CRTI can induce systemic inflammation and hormonal changes that can lead to a complex multisystemic effect that was not assessed in this study.
Additionally, all subjects evaluated in this study come from an active military background. As such, it could be suggested that results do not fully transfer to nonmilitary amputees because serving military personnel are known to be more active than their civilian counterparts.(40)

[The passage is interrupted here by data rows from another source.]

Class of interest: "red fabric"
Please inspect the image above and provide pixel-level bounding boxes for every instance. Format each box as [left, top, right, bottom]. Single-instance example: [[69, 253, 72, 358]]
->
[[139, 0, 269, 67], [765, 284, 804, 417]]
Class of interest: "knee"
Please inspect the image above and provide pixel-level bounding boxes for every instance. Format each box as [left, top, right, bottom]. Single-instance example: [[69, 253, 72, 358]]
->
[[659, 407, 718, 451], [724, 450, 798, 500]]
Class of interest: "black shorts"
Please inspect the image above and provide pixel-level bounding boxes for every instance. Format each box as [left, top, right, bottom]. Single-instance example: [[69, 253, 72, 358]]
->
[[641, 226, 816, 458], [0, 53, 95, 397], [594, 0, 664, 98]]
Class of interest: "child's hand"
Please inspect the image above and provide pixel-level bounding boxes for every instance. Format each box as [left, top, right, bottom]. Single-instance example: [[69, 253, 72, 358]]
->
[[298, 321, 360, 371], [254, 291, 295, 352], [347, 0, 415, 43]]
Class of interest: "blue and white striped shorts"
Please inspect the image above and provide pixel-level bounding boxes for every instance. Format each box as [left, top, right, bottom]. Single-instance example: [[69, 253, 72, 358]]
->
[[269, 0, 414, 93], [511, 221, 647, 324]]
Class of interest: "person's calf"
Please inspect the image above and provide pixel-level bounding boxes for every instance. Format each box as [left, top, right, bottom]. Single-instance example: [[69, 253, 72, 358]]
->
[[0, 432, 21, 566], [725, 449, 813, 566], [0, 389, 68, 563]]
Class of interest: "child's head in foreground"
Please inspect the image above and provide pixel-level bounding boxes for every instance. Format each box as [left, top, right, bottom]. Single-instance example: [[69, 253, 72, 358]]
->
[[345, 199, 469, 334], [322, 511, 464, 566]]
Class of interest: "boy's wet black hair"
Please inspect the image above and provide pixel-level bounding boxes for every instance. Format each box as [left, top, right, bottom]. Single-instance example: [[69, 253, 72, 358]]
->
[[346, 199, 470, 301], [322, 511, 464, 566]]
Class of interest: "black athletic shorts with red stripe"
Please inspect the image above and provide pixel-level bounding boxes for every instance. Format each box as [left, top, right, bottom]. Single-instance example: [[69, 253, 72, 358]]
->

Bemben and colleagues(13) tracked the progression of BMD loss in amputees over the first year postamputation whereas this study provides only data at one time point. In the future, ADVANCE will be capable of completing a similar study with longer‐term follow‐up of 10 to 15 years postamputation.
Conclusion
CRTI on its own does not induce changes in BMD. Amputation, however, results in a lower BMD at the proximal femur that is worse for above knee amputees and can occur at a young age relatively soon after injury. These findings support the proposal that these changes are localized unloading osteopenia and should not be associated with a diagnosis of systemic osteoporosis that could have adverse effects on patient's rehabilitation outlook and medical treatment strategies.
Author Contributions
LM: Conceptualization; formal analysis; methodology; writing – original draft and revisions. FPB: Formal analysis; methodology; visualization; writing – review & editing. JK, DC: Formal analysis; methodology; writing – original draft. ANB, CB, NTF, PC: Data curation; formal analysis; funding acquisition; investigation; project administration; writing – review & editing. AMJB: Data curation; formal analysis; funding acquisition; investigation; project administration; visualization; writing – review & editing. ATMP: Conceptualization; project administration; supervision; writing – review & editing. AHM: Conceptualization; project administration; supervision; writing – review & editing.
Acknowledgments
This work is part of the ADVANCE study which is supported by the ADVANCE Charity (https://www.advancestudydmrc.org.uk/advance-charity/). Key contributors to this charity are the Headley Court Charity (principal funder), HM Treasury (LIBOR Grant), Help for Heroes, Nuffield Trust for the Forces of the Crown, Forces in Mind Trust, National Lottery Community Fund, Blesma ‐ The Limbless Veterans and the UK Ministry of Defence. Other financial support was provided by the Royal British Legion as part of the Royal British Legion Centre for Blast Injury Studies at Imperial College London.
Disclosures
NF receives funding from the UK Ministry of Defence. LM, FPB, JK, DC, ANB, CB, PC, AMJB, ATMP, and AHM all have no conflicts of interest.
Peer Review
The peer review history for this article is available at https://publons.com/publon/10.1002/jbmr.4794.
Data Availability Statement
Data are available upon reasonable request. Given the sensitive nature of the participants, the data have not been widely available. Requests for data will be considered on a case‐by‐case basis and subject to UK Ministry of Defence clearance.